Report: Human error creates cybersecurity threats, but 25% of employers fail to train
- A quarter of employers do not understand the most common cybersecurity threats against their organizations, according to a new study by Mimecast of 1,000 employees who use employer-issued devices. About the same number of companies provide no training whatsoever.
- Only 45% of businesses put their employees through mandatory, formal cybersecurity training. Just 6% provide monthly training and 4% do so every quarter. Nine percent of respondents said they went through formal training when they started their job. A third of companies said they distribute a list of cybersecurity tips and reminders as training; 30% said they issued guidelines around safe and unsafe links and 28% sent out interactive videos teaching best practices.

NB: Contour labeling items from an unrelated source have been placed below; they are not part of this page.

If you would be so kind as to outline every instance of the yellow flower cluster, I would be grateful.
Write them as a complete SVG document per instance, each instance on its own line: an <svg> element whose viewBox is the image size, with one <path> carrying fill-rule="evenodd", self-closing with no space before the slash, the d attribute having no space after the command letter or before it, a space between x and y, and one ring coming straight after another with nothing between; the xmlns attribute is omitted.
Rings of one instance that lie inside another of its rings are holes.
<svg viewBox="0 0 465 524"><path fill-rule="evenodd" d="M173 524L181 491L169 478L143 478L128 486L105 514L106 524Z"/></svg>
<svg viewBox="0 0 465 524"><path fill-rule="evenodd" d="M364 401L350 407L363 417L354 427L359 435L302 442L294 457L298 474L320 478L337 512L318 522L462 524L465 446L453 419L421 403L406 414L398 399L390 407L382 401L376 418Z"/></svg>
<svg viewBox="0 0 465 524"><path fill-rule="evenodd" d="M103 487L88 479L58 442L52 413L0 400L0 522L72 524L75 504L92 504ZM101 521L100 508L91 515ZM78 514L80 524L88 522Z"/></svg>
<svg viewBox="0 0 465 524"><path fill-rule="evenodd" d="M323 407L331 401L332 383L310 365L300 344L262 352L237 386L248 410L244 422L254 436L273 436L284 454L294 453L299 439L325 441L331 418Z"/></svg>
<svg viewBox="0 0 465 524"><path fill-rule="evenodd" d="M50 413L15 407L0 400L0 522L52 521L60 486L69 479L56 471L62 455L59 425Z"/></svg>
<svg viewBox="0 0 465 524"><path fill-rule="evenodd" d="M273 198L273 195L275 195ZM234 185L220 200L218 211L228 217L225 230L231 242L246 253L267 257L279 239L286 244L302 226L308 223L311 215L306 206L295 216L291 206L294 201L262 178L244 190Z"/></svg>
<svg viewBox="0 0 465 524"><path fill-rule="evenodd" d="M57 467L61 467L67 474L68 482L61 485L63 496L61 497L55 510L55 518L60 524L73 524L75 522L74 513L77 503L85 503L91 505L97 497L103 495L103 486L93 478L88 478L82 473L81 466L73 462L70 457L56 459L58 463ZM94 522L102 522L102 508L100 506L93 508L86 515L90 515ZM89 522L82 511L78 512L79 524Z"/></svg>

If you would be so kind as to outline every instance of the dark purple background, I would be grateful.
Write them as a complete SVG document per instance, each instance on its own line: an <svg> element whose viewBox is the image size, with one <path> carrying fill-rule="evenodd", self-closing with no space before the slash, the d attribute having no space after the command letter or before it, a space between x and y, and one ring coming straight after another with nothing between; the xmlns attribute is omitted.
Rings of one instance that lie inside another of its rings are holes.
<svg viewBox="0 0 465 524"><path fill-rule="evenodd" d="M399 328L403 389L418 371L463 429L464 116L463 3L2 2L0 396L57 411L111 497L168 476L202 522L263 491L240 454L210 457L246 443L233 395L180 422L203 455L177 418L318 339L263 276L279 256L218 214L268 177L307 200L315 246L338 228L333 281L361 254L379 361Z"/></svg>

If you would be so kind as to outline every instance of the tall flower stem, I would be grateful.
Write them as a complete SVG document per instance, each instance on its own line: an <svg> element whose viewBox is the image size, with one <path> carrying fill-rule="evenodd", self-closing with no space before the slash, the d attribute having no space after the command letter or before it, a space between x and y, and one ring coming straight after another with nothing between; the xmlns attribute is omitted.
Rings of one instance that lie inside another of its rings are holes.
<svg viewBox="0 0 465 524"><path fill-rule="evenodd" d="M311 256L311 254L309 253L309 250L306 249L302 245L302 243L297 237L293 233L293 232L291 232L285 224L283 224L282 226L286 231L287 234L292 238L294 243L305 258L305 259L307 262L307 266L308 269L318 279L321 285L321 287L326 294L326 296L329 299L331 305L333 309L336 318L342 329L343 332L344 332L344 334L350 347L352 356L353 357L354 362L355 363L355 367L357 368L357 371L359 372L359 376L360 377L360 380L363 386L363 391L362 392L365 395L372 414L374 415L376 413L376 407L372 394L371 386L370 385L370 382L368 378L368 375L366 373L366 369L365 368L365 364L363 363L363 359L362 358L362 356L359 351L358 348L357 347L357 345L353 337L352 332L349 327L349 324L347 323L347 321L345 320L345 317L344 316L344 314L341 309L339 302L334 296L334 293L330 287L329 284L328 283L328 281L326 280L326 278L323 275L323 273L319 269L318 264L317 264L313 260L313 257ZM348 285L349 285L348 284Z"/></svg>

- More than two-thirds of employees said they use a company-issued device for non-work-related activities like reading the news, checking personal email and browsing social media. Almost 30% of employees use a company device for personal reasons for at least an hour each day, while one in 10 employees do so for more than four hours daily.
A lapse in cybersecurity can mean big problems for employers, but it seems many organizations haven't set up preventative measures to ward off potential breaches. Almost 40% of companies' data breaches start internally, according to a Harvard Business Review report. A more recent report from Willis Towers Watson estimated that 66% of cyber breaches result from employee negligence or malfeasance. Recall, for example, the 2017 mess up in London, when someone found on the street a USB drive carrying Heathrow Airport security data, including Queen Elizabeth II's route to the airport.
"Everyone knows human error is a problem, but the number of breaches and the gravity of breaches continues to go up," Michael Madon, general manager of security awareness products at Mimecast, told HR Dive in an interview. "And that's because they're not addressing the core problem of human error."
But eliminating human error doesn't make for perfect cyber security forevermore. "There's no one magic pill to fix the cybersecurity problem," Madon said. "To me, it's about having an effective program with the goal of reducing risk and creating a resilient organization. It's a holistic approach." To ensure cybersecurity on all fronts, Madon said employers need to have programs in place to protect email, to defend against malicious web addresses and to allow for safe and secure information storage.
And, of course, employers need to address human error through training. Some employers have already been on the move in this respect. Thirty-five percent of CISOs said employee training should top financial organizations' to-do lists, according to the Financial Services Information Sharing and Analysis Center's 2018 CISO Cybersecurity Trends survey. An effective training regime would "change the way someone thinks about security, from compliance to commitment," Madon said. "If you're going to use modern learning methods, in order to have an effective learning program, it needs to be engaging, it needs to be short, but it also needs to be continuous."
Madon isn't unique in this theory. Tom Pendergast, chief learning officer at MediaPRO, likens a good training program to a set of convincing commercials. "A great security awareness initiative should look like a great advertising campaign," said Pendergast. "[T]hink of it as influencing consumer behavior."